- The paper introduces scheduled sampling as a curriculum learning strategy that mitigates the training-inference gap in RNN-based sequence prediction tasks.
- It employs a decay schedule to gradually shift from using true tokens to model predictions during training, significantly improving metrics in tasks like image captioning and constituency parsing.
- Experimental results show that scheduled sampling enhances performance without extra training time, demonstrating its potential for real-world applications such as machine translation, speech recognition, and more.
Scheduled Sampling for Sequence Prediction with Recurrent Neural Networks
Scheduled Sampling for Sequence Prediction with Recurrent Neural Networks presents a novel curriculum learning strategy to address the discrepancy between training and inference in sequence prediction tasks using Recurrent Neural Networks (RNNs). This paper addresses the common issue where during inference, the model generates tokens based on its previous predictions rather than the true previous tokens used during training, which can lead to the accumulation of errors.
Introduction
RNNs, particularly Long Short-Term Memory (LSTM) networks, have shown impressive results in sequence prediction tasks such as machine translation and image captioning. Typically, these models are trained to predict each token in a sequence by maximizing the likelihood given the current state and the previous true token. However, during inference, true previous tokens are not available and are replaced by tokens generated by the model itself, introducing a training-inference mismatch that can lead to cascading errors.
Proposed Approach
The proposed method, termed Scheduled Sampling, aims to incrementally bridge the gap between training and inference.
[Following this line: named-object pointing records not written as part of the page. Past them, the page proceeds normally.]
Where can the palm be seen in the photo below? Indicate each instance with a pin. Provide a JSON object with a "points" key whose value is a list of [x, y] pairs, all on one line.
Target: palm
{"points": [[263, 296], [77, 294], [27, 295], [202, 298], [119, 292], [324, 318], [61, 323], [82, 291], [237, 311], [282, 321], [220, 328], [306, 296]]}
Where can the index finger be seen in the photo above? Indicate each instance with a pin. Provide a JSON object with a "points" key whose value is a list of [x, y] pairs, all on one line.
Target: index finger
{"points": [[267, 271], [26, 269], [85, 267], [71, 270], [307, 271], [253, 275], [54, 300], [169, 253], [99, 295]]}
The idea is to gradually transition the training process from always using the true previous token to using the model's own predictions. This is achieved by flipping a coin at each time step during training to decide whether to use the true previous token or the model's generated token as input. The probability of selecting the true token, denoted as ϵi, is decreased over time according to a predefined schedule.
Examples of decay schedules include:
- Linear Decay: ϵi=max(ϵ,k−c⋅i)
- Exponential Decay: ϵi=ki
- Inverse Sigmoid Decay: ϵi=k/(k+exp(i/k))
The paper situates its contributions within the broader context of prior work addressing training-inference discrepancies in sequential tasks, such as SEARN, which involves iterative training and policy updates for sequence prediction. Unlike SEARN, the proposed approach is online and more computationally efficient. Previous work on parsing tasks has used beam search during training to align training and inference, which is not feasible for RNNs due to the continuous state space.
Experimental Results
Three different tasks were used to evaluate the effectiveness of Scheduled Sampling: image captioning, constituency parsing, and speech recognition.
- Image Captioning:
- Dataset: MSCOCO
- Model: LSTM with 512 hidden units
- Metrics: BLEU-4, METEOR, CIDEr
- Results showed significant improvements across all metrics compared to the baseline, demonstrating the robustness of Scheduled Sampling. The approach outperformed both the baseline and uniformly sampled models, and the method was instrumental in winning the 2015 MSCOCO image captioning challenge.
- Constituency Parsing:
- Dataset: WSJ 22
- Model: LSTM with Attention Mechanism
- Metric: F1 Score
- Scheduled Sampling exhibited additive benefits to applying dropout, improving F1 scores from 86.54 (baseline) to 88.68.
- Speech Recognition:
- Dataset: TIMIT
- Model: LSTM with 250 cells
- Metrics: Frame Error Rate (FER) for Next Step Prediction and Decoding
- The method led to improved decoding FER, although the baseline achieved better Next Step Prediction due to the deterministic nature of the task.
Conclusion
Scheduled Sampling successfully mitigates the training-inference discrepancy in sequence prediction tasks with RNNs by introducing a curriculum learning-based approach. This methodology demonstrated empirical improvements across diverse tasks without incurring additional training time. Future directions include integrating back-propagation through the sampling decisions and exploring confidence-based sampling strategies.
Implications and Future Directions
The practical implications of this research are substantial, offering a robust method to enhance the performance of RNNs in real-world applications such as machine translation, image captioning, and speech recognition. Theoretically, it opens new avenues for addressing the divergence between training and inference distributions in sequential models. Future advancements may target more sophisticated scheduling and sampling mechanisms, leveraging model confidence to further tailor the training regime.